Reporters covering Secretary of State Cyrus Vance got so sick of his describing his four-day visit here as "exploratory" that they organized a betting pool on how many times he would use the word.
Then the Chinese started to use "exploratory" also, throwing the pool organizers into a tizzy and proving that Peking and Washington had at least been able to agree on a mutual exchange of modest public expectations.
After the high hopes of the Nixon trip to Peking and the Shanghai Communique of 1972 and the stall in relations brought about by Watergate and the death of Chinese foreign-policy architect Chou En-lai, a new administration in Peking has apparently decided to let a new administration in Washington edge cautiously toward full relations.
Chinese impatience with American foot-dragging voiced earlier this year seems to have dissipated, at least on the surface.

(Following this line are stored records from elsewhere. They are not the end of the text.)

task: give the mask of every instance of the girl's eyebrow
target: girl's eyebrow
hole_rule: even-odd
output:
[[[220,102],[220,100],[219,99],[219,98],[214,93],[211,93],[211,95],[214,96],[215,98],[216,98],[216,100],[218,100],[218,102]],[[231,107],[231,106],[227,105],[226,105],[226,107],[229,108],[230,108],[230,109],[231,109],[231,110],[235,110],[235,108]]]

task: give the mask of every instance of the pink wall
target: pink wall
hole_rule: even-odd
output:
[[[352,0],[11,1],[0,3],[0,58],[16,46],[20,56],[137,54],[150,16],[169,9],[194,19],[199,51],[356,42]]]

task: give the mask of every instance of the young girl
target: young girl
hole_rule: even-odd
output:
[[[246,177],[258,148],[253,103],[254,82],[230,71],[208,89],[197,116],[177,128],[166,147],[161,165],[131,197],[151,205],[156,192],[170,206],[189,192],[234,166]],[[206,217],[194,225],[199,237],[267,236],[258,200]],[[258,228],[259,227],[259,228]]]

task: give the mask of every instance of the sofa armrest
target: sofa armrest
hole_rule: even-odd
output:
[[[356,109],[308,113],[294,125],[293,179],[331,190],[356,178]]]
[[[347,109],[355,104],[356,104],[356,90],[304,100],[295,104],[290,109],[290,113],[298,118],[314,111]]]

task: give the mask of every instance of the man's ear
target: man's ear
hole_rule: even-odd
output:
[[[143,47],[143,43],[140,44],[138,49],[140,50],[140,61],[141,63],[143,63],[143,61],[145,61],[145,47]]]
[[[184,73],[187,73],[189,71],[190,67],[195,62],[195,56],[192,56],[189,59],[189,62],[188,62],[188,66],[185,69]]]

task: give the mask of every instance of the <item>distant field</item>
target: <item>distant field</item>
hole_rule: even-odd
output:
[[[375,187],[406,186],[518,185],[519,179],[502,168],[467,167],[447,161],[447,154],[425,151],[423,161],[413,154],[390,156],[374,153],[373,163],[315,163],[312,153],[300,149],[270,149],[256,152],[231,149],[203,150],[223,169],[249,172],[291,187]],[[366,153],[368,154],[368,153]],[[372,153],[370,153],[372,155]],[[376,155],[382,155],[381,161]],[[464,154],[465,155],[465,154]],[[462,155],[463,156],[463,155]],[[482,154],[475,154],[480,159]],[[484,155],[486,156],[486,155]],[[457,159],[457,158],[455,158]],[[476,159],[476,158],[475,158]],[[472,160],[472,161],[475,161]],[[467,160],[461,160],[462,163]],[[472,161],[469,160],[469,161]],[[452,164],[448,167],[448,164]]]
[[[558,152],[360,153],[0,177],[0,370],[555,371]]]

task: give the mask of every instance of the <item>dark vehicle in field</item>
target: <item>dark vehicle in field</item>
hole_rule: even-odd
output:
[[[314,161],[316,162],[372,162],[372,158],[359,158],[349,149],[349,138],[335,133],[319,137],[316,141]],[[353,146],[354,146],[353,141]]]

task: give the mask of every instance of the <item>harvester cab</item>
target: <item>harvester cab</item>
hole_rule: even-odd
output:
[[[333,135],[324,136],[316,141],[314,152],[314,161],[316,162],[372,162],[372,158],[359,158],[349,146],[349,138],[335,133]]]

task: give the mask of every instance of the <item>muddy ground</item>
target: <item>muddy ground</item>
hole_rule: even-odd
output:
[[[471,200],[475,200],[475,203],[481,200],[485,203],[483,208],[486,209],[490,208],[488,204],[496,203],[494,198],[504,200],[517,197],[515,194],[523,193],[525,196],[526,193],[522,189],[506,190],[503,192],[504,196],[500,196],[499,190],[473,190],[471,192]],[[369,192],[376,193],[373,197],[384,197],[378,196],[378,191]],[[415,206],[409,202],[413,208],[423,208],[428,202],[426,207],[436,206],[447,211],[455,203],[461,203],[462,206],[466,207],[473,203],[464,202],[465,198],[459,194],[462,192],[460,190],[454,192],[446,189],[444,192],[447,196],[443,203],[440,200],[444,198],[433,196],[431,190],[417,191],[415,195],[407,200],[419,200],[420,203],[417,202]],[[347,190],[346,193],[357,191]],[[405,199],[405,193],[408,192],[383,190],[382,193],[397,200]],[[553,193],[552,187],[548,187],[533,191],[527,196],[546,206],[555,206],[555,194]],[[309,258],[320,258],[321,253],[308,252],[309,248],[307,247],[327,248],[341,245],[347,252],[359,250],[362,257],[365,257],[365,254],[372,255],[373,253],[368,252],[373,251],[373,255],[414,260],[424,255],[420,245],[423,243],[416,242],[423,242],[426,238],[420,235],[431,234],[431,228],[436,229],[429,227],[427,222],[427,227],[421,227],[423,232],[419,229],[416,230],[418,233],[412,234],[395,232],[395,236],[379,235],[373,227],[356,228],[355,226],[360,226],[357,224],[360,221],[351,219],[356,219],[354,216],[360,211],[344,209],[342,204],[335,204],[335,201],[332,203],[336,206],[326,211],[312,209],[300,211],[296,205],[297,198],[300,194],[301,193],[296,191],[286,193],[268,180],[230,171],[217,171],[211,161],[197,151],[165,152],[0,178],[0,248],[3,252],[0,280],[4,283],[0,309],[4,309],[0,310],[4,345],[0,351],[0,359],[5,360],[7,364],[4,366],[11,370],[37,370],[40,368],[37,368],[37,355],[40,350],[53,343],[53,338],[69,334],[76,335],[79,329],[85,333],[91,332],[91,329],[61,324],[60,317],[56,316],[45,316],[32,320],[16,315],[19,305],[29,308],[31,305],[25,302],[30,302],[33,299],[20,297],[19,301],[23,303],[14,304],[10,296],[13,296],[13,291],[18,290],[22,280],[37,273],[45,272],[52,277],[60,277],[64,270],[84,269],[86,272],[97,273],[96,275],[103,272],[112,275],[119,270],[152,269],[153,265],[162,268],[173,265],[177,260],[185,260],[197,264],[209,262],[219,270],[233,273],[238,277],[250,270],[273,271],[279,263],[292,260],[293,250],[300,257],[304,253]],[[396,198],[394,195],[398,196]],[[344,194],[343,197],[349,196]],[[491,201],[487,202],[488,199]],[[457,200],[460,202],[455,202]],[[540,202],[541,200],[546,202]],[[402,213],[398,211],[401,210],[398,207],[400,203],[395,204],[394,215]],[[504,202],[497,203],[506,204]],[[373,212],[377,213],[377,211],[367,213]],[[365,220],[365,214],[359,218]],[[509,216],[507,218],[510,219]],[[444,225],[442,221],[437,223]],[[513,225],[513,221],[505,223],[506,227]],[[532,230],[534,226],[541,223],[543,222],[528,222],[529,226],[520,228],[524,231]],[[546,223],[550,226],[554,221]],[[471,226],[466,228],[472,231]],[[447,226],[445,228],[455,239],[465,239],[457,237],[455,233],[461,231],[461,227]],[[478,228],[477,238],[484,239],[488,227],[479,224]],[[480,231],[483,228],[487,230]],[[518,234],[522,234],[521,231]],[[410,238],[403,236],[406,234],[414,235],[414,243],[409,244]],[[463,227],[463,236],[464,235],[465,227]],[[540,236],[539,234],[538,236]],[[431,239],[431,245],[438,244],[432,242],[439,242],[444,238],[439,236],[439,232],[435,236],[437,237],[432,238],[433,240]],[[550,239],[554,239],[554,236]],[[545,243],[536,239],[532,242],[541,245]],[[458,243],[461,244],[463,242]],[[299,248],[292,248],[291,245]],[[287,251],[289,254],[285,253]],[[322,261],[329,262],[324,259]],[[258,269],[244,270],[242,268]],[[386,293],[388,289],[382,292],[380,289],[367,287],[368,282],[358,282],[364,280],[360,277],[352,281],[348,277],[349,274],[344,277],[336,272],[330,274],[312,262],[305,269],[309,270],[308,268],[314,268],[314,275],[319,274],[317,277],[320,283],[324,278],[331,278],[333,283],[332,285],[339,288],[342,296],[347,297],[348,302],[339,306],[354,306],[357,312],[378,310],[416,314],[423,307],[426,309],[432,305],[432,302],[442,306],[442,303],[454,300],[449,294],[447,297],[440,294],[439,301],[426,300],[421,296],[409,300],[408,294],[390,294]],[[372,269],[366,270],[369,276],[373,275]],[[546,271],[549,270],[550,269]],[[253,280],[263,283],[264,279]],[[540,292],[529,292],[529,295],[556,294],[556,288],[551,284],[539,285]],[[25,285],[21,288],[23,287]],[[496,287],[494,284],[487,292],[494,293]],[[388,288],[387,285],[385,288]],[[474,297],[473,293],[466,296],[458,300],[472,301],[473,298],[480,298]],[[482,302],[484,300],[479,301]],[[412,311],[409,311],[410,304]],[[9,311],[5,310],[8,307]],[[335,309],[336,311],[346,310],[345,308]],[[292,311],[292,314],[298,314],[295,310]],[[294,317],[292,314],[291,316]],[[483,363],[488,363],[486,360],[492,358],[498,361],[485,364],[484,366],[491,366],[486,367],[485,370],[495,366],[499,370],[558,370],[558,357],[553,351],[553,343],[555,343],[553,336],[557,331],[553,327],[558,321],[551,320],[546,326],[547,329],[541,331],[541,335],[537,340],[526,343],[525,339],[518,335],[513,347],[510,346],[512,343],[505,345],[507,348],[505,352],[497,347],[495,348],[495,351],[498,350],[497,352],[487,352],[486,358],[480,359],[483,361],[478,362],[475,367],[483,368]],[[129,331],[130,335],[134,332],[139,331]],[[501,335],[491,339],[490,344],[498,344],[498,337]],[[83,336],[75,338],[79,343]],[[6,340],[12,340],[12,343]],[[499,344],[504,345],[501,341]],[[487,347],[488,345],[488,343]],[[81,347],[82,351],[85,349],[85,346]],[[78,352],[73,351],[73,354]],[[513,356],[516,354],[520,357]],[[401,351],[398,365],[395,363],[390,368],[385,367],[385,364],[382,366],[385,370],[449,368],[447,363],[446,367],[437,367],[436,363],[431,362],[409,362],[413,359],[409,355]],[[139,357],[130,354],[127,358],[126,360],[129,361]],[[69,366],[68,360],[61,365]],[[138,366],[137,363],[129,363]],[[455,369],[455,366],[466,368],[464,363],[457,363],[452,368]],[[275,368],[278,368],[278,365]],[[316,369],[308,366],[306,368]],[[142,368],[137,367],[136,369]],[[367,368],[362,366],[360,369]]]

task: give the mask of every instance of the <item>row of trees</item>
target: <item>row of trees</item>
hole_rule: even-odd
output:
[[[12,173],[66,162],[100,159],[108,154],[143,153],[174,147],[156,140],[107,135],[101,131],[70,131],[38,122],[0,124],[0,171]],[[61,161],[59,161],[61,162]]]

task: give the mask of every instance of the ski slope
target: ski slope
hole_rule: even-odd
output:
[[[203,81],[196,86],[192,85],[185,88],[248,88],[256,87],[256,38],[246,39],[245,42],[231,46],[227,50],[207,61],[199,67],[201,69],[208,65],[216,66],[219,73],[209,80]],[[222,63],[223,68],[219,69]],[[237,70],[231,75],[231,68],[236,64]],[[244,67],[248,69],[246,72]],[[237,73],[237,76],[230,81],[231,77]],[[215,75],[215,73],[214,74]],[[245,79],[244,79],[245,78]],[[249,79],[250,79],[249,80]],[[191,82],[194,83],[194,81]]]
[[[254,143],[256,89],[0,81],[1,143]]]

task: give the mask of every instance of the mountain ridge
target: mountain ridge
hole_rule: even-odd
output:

Some here think the Chinese were only temporarily irritated at careless statements by President Carter.
Some think the Chinese have simply had time to study the matter and have concluded that Carter does have a problem in persuading Congress and the American people that the Nationalist Chinese island of Taiwan would not be significantly harmed by a switch of relations to Peking.
By giving the cautious Vance a warm welcome here and adopting some of his own language, the Chinese keep Sino-American relations healthy enough for the exchanges of information and occasional coordination of policy in dealing with what they see as the greatest mutual problem - the Soviet Union.
Using typical Chinese code words in his farewell banquet toast before Vance flew to Tokyo this morning, Foreign Minister Huang Hua underlined the importance the Chinese put on U.S. ties as a way to fend off the Soviets.
"As we have repeatedly pointed out," Huang said, "China and the United States have different social systems, or two sides have different ideologies and naturally there are differences of priciple between us, but in the present international situation our two countries face questions of common concern and have quite a few points in common."
Vance and his Chinese counterparts clearly had many disagreements during these talks as the gargon "frank and candid discussion" indicated.
The disagreement sare unlikely to have been more serious than other "frank" Sino-American exchanges in the past. Vance's comments and the consistency of Chinese foreign policy over the last several years suggest that the exchanges followed a course not unlike the lively argument Vance had with Vice Premier Teng Hsiao-ping when Vance visited China as a private citizen in 1975.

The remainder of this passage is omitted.